From: newsham AT lava DOT net (Tim Newsham)
Subject: Re: Signals in b19 - please help
8 Mar 1998 16:05:51 -0800 :
Message-ID: <m0yBlqZ-001121C.cygnus.gnu-win32@malasada.lava.net>
References: <C1A9DAABC292D111A4D90000F879A2BA0E86 AT NTMAIL>
Mime-Version: 1.0
To: Ian AT kiwiplan DOT co DOT nz (Ian Collins)
Cc: gnu-win32 AT cygnus DOT com

>     if (signal(SIGALRM, handler) == SIG_ERR) return -1;
>     alarm(5);
>     printf("Set alarm.
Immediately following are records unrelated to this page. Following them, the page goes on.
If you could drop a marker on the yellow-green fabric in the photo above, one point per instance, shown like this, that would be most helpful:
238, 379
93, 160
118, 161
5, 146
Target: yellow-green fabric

Getting input\n");
>     ch = getchar();
[...]

> When this program is run on most Unix machines (OK, AIX needs kicking to
> get it to work), the getchar will return after the timeout occurs.
> What we see however is that after the timeout handler is called, the
> getchar does not return, it still waits for a character to be input.

Signals usually behave in one of two ways.  Either they interrupt
a call and cause it to abort unfinished, or they interrupt a call
and cause it to be restarted.  On most systems you can tell it which
of these two behaviors you want.  Unfortantely under cygwin you can't
(as far as I know).  The only behavior you get to use is the default
one: signal does not interrupt.  (There are some exceptions - like
sleep()).

Ok, so how do you do the same thing if your signals don't behave
how you want?  One way is to use setjmp:

    handler() { siglongjmp(jbuf, 1); }

    signal(...)
    if(!sigsetjmp(jbuf, 1)) {
        alarm(...)
        getchar()
    }
   
This will "warp" you out of the handler and back to the sigsetjmp
if the alarm goes off.  Since signals can happen at almost any
time in cygwin, I don't know how safe this is.  The program could
be running through cygwin "kernel" and grabbing temporary resources
and getting ready to give them back when a sigsetjmp causes a
"warp".  I'm not sure if the kernel was designed with this in
mind.

A second approach you can take is to write your own getchar routine
with timeouts.  You can do this using select() and setting them
timeout in select.  If select returns on a timeout, dont bother
getting a character.  If it selects for reading, then get a
character.  Pretty simple.

> Ian Collins. 

                                    Tim N.